After Mississippi Today published an emailed tirade by state Democratic Party Chairman Tyree Irving that some fear could jeopardize $250,000 in funding for the state party, one of the top Democratic statewide candidates is calling for Irving’s removal as party boss.
Shuwaski Young, the lone Democrat running for secretary of state this year, said the state Democratic Party’s executive committee should promptly remove Irving from his post.
“It is my hope — and I hate it has to come to this — that Tyree Irving will be removed as chair of the Mississippi Democratic Party for the sake of Mississippi and the collective futures of our residents,” Young told Mississippi Today in an interview late Monday. “I don’t see any other path forward.”
Emails published Monday showed that Irving sharply criticized Andre Wagner, the state party’s executive director and No. 2 leader of the party, in a note that was sent to three Democratic National Committee staffers. Shortly before Irving sent the email, the DNC officials had committed to sending the state party $250,000 to boost political programs and support candidates “up and down the ballot.”
Wagner had sought in an email to clarify Irving’s previous comments about how the state party should spend that $250,000 from the national party. Then Irving, a 77-year-old former Mississippi Court of Appeals judge who has been party chairman since 2020, insisted that he alone ran the state party and that Wagner was “out of order.”
“Mr. Wagner, you do not speak for the chair, and you are out of order,” Irving wrote. “I am an accomplished jurist. I know and understand things that you cannot know or understand because: you do not have the education level, you do not possess the personal or vicarious experience that I have, and you know nothing about the historical political landscape of Mississippi. You are not in a position to speak for the Mississippi Democratic Party or say how the Mississippi Democratic Party will spend any funds without being granted that authority to speak, and it has not been granted to you. You are a salaried employee and nothing else. You need to find your place and stay in it.”
Wagner, in response, forwarded the exchange to other state party leaders and predicted that the national party would pull its commitment to send the money to the state party. Several other Democratic Party officials told Mississippi Today they shared Wagner’s concern.
Young, who faces incumbent Republican Secretary of State Michael Watson in November, said on Monday that Irving’s comments were “shocking and unacceptable,” and that several high-ranking state Democratic officials felt the same way.

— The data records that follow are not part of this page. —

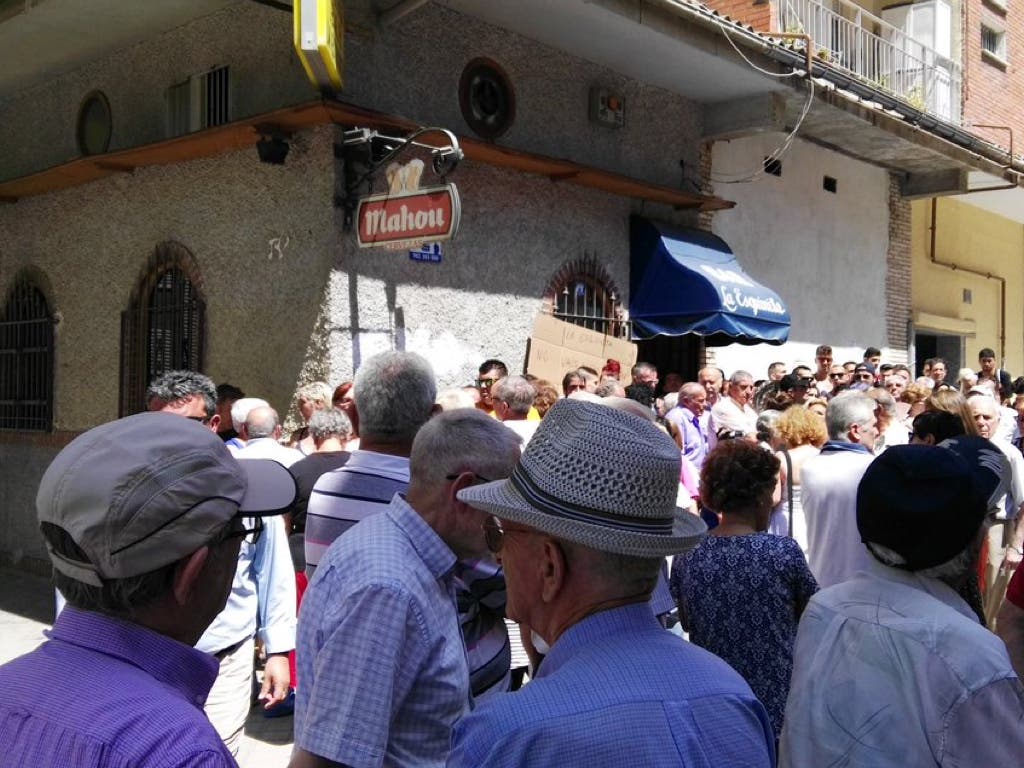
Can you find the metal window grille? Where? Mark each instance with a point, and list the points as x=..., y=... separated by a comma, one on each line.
x=26, y=360
x=584, y=299
x=164, y=332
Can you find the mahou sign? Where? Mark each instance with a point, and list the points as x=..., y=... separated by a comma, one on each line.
x=409, y=218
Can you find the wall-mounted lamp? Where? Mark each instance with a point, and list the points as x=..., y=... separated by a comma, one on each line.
x=272, y=145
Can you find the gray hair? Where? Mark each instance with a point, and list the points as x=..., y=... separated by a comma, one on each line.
x=455, y=397
x=394, y=395
x=179, y=385
x=844, y=411
x=122, y=598
x=261, y=422
x=330, y=422
x=463, y=440
x=516, y=392
x=241, y=409
x=610, y=388
x=315, y=391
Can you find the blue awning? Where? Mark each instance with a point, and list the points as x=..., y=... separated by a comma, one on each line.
x=688, y=282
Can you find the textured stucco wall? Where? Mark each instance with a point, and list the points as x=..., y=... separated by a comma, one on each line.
x=824, y=254
x=37, y=125
x=93, y=242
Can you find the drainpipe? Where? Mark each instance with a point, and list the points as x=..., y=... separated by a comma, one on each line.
x=987, y=275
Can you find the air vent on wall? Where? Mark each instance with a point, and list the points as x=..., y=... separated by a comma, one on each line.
x=201, y=101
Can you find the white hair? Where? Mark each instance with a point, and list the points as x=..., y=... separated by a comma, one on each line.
x=464, y=440
x=241, y=409
x=394, y=395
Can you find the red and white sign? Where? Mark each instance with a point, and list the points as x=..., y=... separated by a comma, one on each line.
x=409, y=218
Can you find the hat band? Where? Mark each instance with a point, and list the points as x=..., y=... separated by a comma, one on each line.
x=545, y=502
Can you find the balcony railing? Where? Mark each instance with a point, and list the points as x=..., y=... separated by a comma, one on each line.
x=873, y=50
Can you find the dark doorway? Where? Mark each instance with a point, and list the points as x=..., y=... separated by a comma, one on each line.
x=681, y=354
x=949, y=348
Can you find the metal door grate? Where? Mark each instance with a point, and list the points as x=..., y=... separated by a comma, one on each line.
x=26, y=360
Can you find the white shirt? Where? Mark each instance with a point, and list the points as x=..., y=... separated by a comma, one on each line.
x=267, y=448
x=522, y=427
x=828, y=495
x=892, y=670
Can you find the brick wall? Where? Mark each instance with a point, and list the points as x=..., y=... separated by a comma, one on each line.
x=897, y=274
x=994, y=94
x=756, y=14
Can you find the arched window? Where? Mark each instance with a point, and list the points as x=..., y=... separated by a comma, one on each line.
x=164, y=327
x=26, y=359
x=583, y=293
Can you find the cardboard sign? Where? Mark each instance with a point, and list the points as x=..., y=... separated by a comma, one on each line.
x=557, y=346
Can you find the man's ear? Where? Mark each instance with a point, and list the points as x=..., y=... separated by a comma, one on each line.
x=554, y=570
x=186, y=574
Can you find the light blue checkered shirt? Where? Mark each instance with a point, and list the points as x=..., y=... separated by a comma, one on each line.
x=381, y=659
x=619, y=690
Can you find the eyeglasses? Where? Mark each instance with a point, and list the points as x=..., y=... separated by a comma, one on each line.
x=457, y=475
x=242, y=530
x=494, y=534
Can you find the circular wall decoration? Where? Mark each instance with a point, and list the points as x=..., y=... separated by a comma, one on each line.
x=93, y=128
x=486, y=98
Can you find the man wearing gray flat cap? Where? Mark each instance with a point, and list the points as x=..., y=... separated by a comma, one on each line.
x=142, y=519
x=582, y=527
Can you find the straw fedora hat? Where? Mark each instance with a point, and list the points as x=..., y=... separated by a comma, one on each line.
x=596, y=476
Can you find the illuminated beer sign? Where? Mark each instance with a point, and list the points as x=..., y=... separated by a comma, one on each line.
x=410, y=218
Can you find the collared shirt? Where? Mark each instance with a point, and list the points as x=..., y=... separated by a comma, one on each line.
x=342, y=498
x=262, y=598
x=828, y=495
x=892, y=669
x=381, y=659
x=267, y=448
x=616, y=689
x=104, y=692
x=694, y=437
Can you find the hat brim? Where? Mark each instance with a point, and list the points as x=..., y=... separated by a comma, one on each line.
x=270, y=488
x=500, y=498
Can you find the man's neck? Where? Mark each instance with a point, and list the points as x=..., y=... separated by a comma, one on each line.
x=389, y=448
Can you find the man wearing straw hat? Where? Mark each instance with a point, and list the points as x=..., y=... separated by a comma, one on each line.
x=582, y=527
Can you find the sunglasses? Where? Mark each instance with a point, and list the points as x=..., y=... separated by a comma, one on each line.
x=242, y=531
x=494, y=534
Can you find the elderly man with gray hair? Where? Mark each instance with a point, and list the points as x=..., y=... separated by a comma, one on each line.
x=513, y=397
x=384, y=671
x=828, y=488
x=734, y=414
x=891, y=668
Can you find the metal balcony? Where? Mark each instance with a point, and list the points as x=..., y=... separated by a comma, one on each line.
x=852, y=39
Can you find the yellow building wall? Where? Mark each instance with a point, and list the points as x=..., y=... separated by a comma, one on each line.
x=971, y=239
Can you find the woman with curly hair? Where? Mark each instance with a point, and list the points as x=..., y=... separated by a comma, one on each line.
x=741, y=591
x=803, y=433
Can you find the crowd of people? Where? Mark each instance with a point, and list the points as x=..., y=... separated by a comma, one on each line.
x=499, y=574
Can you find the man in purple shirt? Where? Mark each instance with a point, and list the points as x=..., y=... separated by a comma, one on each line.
x=141, y=518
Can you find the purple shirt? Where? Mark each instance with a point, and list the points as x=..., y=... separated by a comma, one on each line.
x=107, y=692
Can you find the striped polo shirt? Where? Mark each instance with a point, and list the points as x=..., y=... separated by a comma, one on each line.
x=341, y=498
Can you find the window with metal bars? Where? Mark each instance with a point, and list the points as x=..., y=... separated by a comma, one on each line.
x=26, y=359
x=584, y=296
x=163, y=330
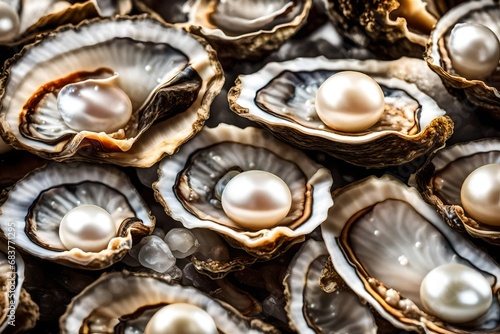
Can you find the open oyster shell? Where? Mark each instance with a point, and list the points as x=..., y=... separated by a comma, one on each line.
x=484, y=93
x=381, y=230
x=440, y=181
x=187, y=184
x=313, y=310
x=170, y=77
x=281, y=97
x=103, y=307
x=36, y=204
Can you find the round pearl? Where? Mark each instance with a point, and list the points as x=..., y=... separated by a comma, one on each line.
x=9, y=22
x=474, y=50
x=256, y=199
x=181, y=318
x=455, y=293
x=94, y=106
x=87, y=227
x=480, y=194
x=350, y=101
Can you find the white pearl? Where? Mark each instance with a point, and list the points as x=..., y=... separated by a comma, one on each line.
x=350, y=101
x=94, y=105
x=256, y=199
x=480, y=194
x=88, y=227
x=9, y=22
x=181, y=318
x=455, y=293
x=474, y=50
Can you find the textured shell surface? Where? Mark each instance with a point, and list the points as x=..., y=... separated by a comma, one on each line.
x=411, y=239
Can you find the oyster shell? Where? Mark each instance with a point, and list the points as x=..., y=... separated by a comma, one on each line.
x=170, y=77
x=381, y=230
x=483, y=92
x=36, y=205
x=281, y=97
x=103, y=307
x=188, y=183
x=440, y=181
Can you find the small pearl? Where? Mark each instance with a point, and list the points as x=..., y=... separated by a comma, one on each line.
x=181, y=318
x=455, y=293
x=94, y=105
x=480, y=194
x=87, y=227
x=9, y=22
x=350, y=101
x=256, y=199
x=474, y=50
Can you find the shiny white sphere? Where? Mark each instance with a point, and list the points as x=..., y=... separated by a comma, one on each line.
x=455, y=293
x=181, y=318
x=94, y=106
x=88, y=227
x=349, y=101
x=256, y=199
x=9, y=22
x=474, y=50
x=480, y=194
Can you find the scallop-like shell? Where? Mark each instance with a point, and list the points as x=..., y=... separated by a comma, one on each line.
x=380, y=231
x=187, y=182
x=483, y=93
x=170, y=76
x=281, y=97
x=311, y=309
x=102, y=307
x=36, y=204
x=441, y=179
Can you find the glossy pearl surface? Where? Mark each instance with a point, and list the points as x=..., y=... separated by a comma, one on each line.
x=349, y=101
x=474, y=50
x=256, y=199
x=88, y=227
x=181, y=318
x=480, y=194
x=455, y=293
x=9, y=22
x=96, y=106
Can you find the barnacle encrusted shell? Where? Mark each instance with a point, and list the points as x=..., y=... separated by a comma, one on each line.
x=281, y=97
x=103, y=307
x=36, y=204
x=170, y=76
x=310, y=309
x=379, y=231
x=187, y=185
x=484, y=93
x=441, y=178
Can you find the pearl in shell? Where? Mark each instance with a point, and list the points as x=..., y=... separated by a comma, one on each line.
x=350, y=101
x=88, y=227
x=456, y=293
x=474, y=50
x=181, y=318
x=256, y=199
x=480, y=194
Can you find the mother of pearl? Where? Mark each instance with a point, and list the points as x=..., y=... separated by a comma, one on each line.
x=455, y=293
x=480, y=194
x=256, y=199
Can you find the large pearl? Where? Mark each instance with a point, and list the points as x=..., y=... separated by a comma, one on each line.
x=350, y=101
x=9, y=22
x=480, y=194
x=256, y=199
x=474, y=50
x=88, y=227
x=94, y=105
x=181, y=318
x=455, y=293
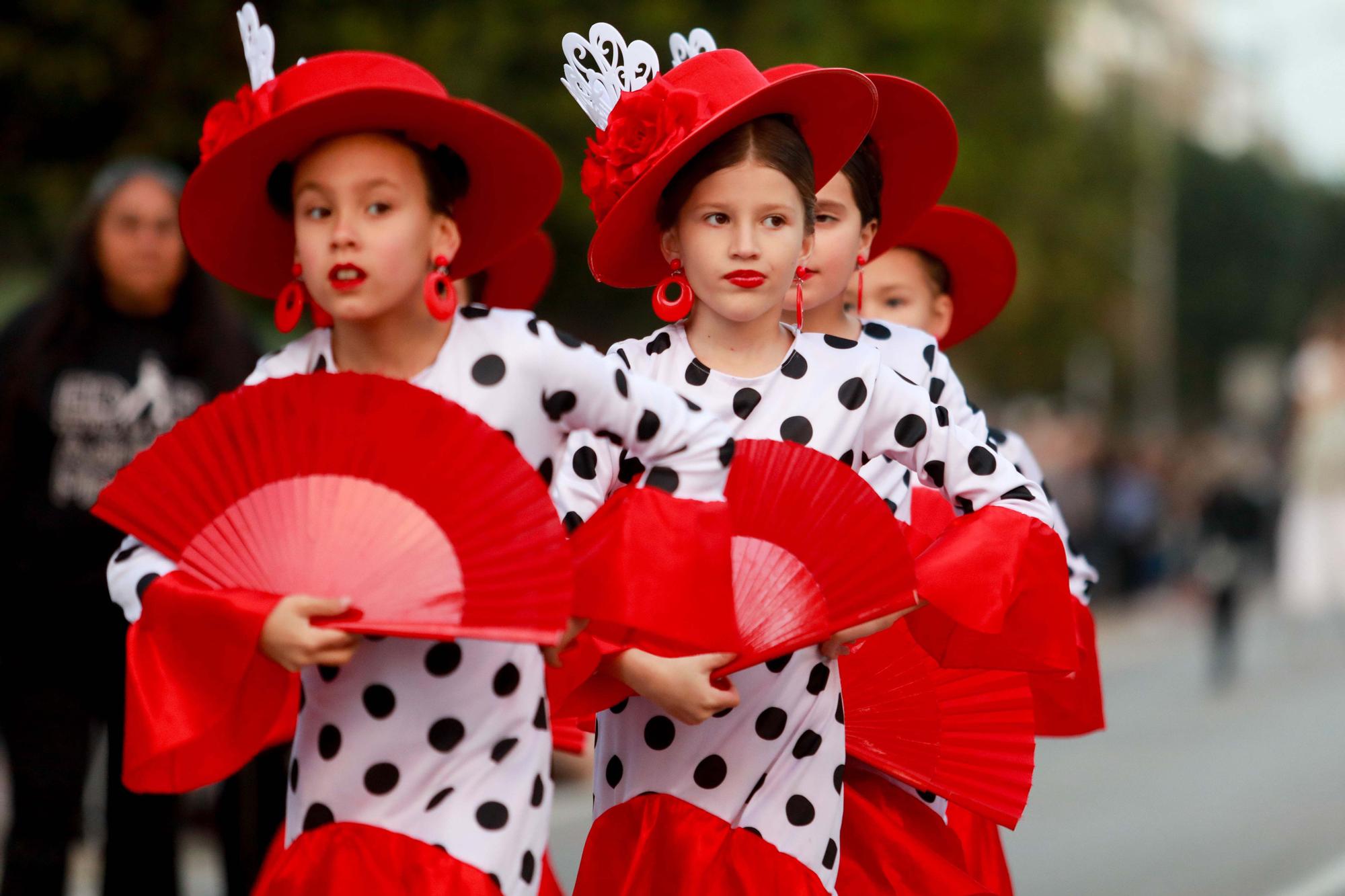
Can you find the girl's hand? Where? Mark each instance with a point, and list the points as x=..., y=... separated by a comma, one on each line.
x=680, y=685
x=572, y=628
x=839, y=645
x=290, y=638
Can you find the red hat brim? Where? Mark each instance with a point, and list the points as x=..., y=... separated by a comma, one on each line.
x=235, y=232
x=833, y=110
x=981, y=261
x=918, y=149
x=520, y=276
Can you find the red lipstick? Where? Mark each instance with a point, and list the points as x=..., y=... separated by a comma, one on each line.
x=746, y=279
x=346, y=276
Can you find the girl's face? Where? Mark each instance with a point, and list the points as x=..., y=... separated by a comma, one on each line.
x=740, y=236
x=841, y=239
x=898, y=288
x=139, y=247
x=364, y=229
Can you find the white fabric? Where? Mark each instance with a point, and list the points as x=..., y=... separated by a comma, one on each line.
x=843, y=400
x=470, y=716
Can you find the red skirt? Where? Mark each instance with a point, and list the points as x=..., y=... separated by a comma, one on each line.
x=345, y=858
x=892, y=844
x=660, y=845
x=984, y=849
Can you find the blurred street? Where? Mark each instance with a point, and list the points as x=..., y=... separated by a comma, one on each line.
x=1188, y=792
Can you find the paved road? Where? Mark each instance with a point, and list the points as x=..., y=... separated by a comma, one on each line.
x=1188, y=792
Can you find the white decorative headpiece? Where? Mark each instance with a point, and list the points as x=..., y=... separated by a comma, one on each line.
x=259, y=46
x=693, y=45
x=621, y=68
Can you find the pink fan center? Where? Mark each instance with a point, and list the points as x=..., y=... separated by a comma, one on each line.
x=330, y=536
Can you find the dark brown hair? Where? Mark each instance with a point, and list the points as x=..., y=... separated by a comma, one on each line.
x=864, y=171
x=773, y=140
x=935, y=271
x=445, y=170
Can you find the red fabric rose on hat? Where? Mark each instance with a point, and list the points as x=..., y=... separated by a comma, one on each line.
x=642, y=128
x=231, y=119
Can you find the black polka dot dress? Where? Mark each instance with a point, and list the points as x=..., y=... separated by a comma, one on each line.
x=774, y=763
x=915, y=356
x=450, y=743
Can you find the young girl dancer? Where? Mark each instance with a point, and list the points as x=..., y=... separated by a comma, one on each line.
x=709, y=171
x=356, y=185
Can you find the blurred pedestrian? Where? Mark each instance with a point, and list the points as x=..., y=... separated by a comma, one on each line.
x=128, y=338
x=1312, y=532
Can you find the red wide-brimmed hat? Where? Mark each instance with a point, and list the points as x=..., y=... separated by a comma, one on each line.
x=981, y=261
x=654, y=131
x=520, y=276
x=918, y=150
x=236, y=235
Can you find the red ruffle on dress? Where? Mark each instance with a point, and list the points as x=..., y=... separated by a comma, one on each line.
x=1067, y=705
x=346, y=858
x=984, y=849
x=634, y=846
x=999, y=589
x=895, y=845
x=201, y=700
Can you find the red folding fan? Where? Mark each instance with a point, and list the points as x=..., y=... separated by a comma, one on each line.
x=349, y=485
x=814, y=551
x=966, y=735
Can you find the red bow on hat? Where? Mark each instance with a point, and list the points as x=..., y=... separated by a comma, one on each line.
x=642, y=128
x=231, y=119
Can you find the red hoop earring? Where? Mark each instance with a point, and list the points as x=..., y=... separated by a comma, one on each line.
x=859, y=300
x=798, y=295
x=673, y=310
x=440, y=292
x=290, y=303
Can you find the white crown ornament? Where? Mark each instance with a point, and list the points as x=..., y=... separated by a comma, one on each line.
x=692, y=45
x=259, y=46
x=621, y=68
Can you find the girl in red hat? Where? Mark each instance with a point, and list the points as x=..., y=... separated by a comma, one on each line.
x=356, y=186
x=708, y=173
x=950, y=274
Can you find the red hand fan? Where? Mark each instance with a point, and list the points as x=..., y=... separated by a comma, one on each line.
x=349, y=485
x=814, y=551
x=966, y=735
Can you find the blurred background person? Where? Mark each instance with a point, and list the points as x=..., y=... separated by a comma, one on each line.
x=1312, y=532
x=128, y=338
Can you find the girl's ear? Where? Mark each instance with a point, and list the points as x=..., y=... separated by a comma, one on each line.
x=941, y=317
x=809, y=243
x=867, y=236
x=670, y=245
x=446, y=239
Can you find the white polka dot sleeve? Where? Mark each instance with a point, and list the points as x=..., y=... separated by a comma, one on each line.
x=637, y=425
x=1013, y=448
x=131, y=571
x=907, y=427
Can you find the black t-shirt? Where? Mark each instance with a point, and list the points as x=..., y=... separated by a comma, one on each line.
x=76, y=428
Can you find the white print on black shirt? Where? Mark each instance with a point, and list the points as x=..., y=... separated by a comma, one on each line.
x=102, y=423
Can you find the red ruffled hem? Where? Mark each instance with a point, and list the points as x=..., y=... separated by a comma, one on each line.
x=642, y=553
x=201, y=700
x=1069, y=705
x=660, y=845
x=999, y=589
x=984, y=849
x=894, y=845
x=345, y=858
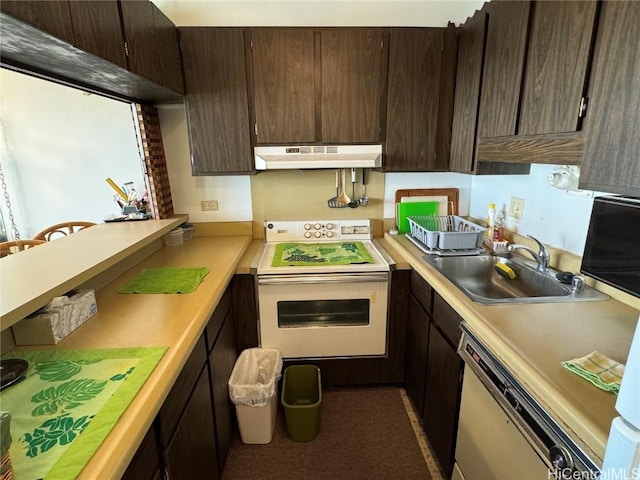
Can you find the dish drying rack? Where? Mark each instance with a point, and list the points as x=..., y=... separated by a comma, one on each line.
x=446, y=235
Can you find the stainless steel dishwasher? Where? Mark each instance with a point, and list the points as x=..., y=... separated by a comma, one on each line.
x=503, y=433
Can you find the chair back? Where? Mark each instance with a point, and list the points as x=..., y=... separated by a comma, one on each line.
x=15, y=246
x=61, y=230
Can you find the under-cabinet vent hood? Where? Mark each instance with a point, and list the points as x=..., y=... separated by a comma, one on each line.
x=318, y=156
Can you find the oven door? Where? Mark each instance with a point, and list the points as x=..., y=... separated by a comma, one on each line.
x=329, y=315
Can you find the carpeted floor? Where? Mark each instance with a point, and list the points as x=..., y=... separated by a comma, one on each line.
x=365, y=434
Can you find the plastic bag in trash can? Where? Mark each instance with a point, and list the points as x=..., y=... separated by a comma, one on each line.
x=255, y=376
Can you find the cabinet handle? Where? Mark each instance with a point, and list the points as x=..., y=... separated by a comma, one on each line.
x=584, y=104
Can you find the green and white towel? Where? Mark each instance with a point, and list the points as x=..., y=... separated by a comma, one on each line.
x=599, y=369
x=68, y=403
x=166, y=280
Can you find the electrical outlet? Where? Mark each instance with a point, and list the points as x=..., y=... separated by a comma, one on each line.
x=516, y=207
x=209, y=205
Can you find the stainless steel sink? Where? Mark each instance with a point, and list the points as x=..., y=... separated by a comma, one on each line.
x=477, y=278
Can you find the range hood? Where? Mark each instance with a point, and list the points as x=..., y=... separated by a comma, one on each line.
x=318, y=156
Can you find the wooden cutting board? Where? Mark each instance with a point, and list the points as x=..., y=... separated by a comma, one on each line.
x=412, y=209
x=452, y=195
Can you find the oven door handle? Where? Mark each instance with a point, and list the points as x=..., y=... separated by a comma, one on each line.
x=323, y=279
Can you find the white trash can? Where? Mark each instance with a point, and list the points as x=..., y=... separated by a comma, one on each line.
x=253, y=388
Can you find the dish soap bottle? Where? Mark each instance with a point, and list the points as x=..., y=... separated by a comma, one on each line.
x=498, y=227
x=491, y=219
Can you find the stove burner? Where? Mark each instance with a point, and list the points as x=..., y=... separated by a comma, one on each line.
x=12, y=370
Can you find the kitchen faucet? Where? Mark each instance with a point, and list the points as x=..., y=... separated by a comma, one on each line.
x=541, y=257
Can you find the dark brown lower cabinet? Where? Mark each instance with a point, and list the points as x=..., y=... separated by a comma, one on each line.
x=145, y=465
x=221, y=361
x=191, y=453
x=442, y=398
x=416, y=352
x=191, y=434
x=433, y=369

“The chairman’s main job is to fundraise and to support candidates up and down the ticket,” Young said. “When you have a chairman acting in this outrageous way, it makes people not want to invest into the party. It makes people not want to donate to candidates. And politically, it makes it harder for Democrats to win. When we can’t operate in a coordinated fashion because our leader can’t respect other people, it hurts every Democrat in the state. We have to be able to have our house in order, and that’s clearly not the case.”
The process of removing Irving from the chairmanship would not be easy. The party chair is the only individual who can schedule meetings of the 80-person Democratic executive committee. Currently, there is no scheduled executive committee meeting on the books. However, 25% of the committee (21 members) may call a meeting with or without the chair’s approval.
The Mississippi Democratic Party constitution states that a majority of the 80-member executive committee can vote to remove the chair mid-term.
Young, who ran unsuccessfully for Congress in 2022, said Irving “is not doing the job Mississippi needs from him.”
“As far as I can tell, Tyree Irving is a man who has never said one single positive word about any candidate on the ticket, myself included,” Young said. “He does not reflect all Democrats in Mississippi. He sure doesn’t reflect me and who I am. It’s important to have someone in that position who respects people. But the party itself is not being led with the party’s own principles, when it comes to respecting all people and being able to properly conduct business without fear of being sabotaged. How can we win like that?”